Supplementary Table 1: Nanoparticle physicochemical characteristics. Table S2: IC50 values of various formulations against various bladder cancer cell lines.



Purpose: Prior clinical trials evaluating cisplatin for non–muscle-invasive bladder cancer (NMIBC) were stopped due to local and systemic toxicity. Currently, there is still a need for improved intravesical therapies, and nanoparticle-based CDDP may be efficacious without the toxicity of free cisplatin observed in the past.Experimental Design: Cisplatin nanoparticles (CDDP NPs) were developed using biocompatible poly(l-aspartic acid sodium salt; PAA), both with and without low and high grafting density of methoxy-polyethylene glycol (PEG).

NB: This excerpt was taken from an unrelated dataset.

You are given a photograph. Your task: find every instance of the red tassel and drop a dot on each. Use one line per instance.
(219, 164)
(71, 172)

In vitro cytotoxicity studies confirmed activity of CDDP NPs and CDDP solution against a papillary bladder cancer cell line. Local toxicity was assessed by three weekly intravesical administrations of CDDP formulations. CDDP NPs and CDDP solution were evaluated for bladder absorption in murine models 1 and 4 hours after intravesical administration. In vivo efficacy was evaluated in an immunocompetent carcinogen model of NMIBC.Results: CDDP NPs showed decreased local toxicity, as assessed by bladder weight, compared with CDDP solution. Furthermore, >2 μg/mL of platinum was observed in mouse serum after intravesical administration of CDDP solution, whereas serum platinum was below the limit of quantification after intravesical administration of CDDP NPs. CDDP NPs provided significantly increased (P < 0.05) drug levels in murine bladders compared with CDDP solution for at least 4 hours after intravesical administration. In vivo, CDDP NPs reduced cancer cell proliferation compared with untreated controls, and was the only treatment group without evidence of invasive carcinoma.Conclusions: Cisplatin-loaded PAA NPs have the potential to improve intravesical treatment of NMIBC while reducing local and systemic side effects. Clin Cancer Res; 23(21); 6592–601. ©2017 AACR.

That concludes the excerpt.